Il entretenait aussi, avec certains boutiquiers de Québec, on ne savait trop quel commerce de marchandises, qui lui arrivaient par le fleuve, durant la nuit, en grand mystère, et qu’il transportait tout aussi mystérieusement à la ville.
Quoi qu’il en soit, Guyard était riche. Mais plus ses biens s’accroissaient, plus son avarice se montrait sordide. Sa femme et sa fille manquaient parfois du nécessaire.
« Il faut tondre la laine et ne pas toucher à la brebis ; celui qui écorne ses biens-fonds est près de la ruine », ne manquait-il jamais de répondre au curé de Château-Richer, lorsque celui-ci hasardait quelques remarques sur sa manière de vivre et sur les privations qu’il imposait aux siens.
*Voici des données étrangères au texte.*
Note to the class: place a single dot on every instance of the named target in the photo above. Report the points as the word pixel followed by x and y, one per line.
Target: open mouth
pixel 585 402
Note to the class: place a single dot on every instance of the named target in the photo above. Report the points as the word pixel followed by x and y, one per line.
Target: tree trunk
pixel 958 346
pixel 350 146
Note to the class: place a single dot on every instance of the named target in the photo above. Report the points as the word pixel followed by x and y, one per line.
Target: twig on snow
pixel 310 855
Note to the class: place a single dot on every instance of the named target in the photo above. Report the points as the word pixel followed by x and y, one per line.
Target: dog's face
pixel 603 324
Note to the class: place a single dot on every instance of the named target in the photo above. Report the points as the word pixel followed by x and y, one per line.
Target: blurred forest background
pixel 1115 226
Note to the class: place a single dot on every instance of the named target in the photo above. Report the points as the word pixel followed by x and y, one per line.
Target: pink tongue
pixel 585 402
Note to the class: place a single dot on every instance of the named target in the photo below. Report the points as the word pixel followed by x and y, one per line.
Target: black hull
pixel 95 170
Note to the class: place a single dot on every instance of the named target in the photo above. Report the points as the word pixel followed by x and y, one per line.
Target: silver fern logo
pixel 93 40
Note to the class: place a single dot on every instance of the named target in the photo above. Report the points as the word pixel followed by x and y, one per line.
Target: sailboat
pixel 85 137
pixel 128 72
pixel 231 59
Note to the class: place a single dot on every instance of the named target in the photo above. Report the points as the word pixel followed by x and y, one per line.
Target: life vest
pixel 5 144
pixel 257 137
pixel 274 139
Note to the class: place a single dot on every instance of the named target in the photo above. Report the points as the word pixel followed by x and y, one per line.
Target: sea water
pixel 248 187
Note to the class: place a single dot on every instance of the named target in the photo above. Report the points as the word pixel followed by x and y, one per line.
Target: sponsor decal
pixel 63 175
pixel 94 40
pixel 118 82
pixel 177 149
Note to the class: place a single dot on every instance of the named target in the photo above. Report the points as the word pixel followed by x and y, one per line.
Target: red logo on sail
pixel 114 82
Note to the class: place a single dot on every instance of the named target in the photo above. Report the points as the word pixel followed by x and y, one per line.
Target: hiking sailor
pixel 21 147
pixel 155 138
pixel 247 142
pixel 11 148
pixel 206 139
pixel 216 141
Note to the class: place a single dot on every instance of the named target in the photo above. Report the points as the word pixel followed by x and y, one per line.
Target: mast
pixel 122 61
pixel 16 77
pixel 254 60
Ah ! le vieil intéressé, comme on l’appelait, il était loin d’écorner ses biens-fonds.
Trois fois par an, en sa qualité de notable, Pierre Guyard devait offrir le pain bénit à l’église paroissiale de Château-Richer. Malgré sa ladrerie, jamais il n’avait cherché à se soustraire à cette obligation ; non point qu’il fût dévot, n’ayant guère d’autre religion que l’argent, mais parce que c’était une habitude prise et qu’il n’eût point osé y manquer.
Seulement pour se rattraper de cette dépense extraordinaire, il veillait à ce que, dans son intérieur on fit des économies, c’est-à-dire que, durant toute la semaine qui précédait et celle qui suivait cette largesse, on mangeait moins que d’habitude. Et comme en temps ordinaire, ni sa femme ni sa fille ne mangeaient à leur faim, vous voyez d’ici ce que pouvaient être ces deux semaines.
Or donc, un soir de novembre de l’an de grâce 1668, maître Guyard, après un frugal repas, prenait le frais devant sa porte. Le frais est bien dire, car cette saison n’est jamais chaude en notre pays, mais c’était encore là qu’on était le mieux, la maison n’étant chauffée que parcimonieusement et seulement aux plus grands froids.
Dame Guyard et sa fille tricotaient à qui mieux mieux sous l’œil attentif de leur époux et père.
– Il fait bien bon, ce soir, femme, dit Guyard, après un long silence. Oui, bien bon, il y a des années que nous n’avons eu de si belles soirées en novembre.
Et cela voulait dire : la bonne affaire, c’est tant de bûches d’économisées sur le chauffage.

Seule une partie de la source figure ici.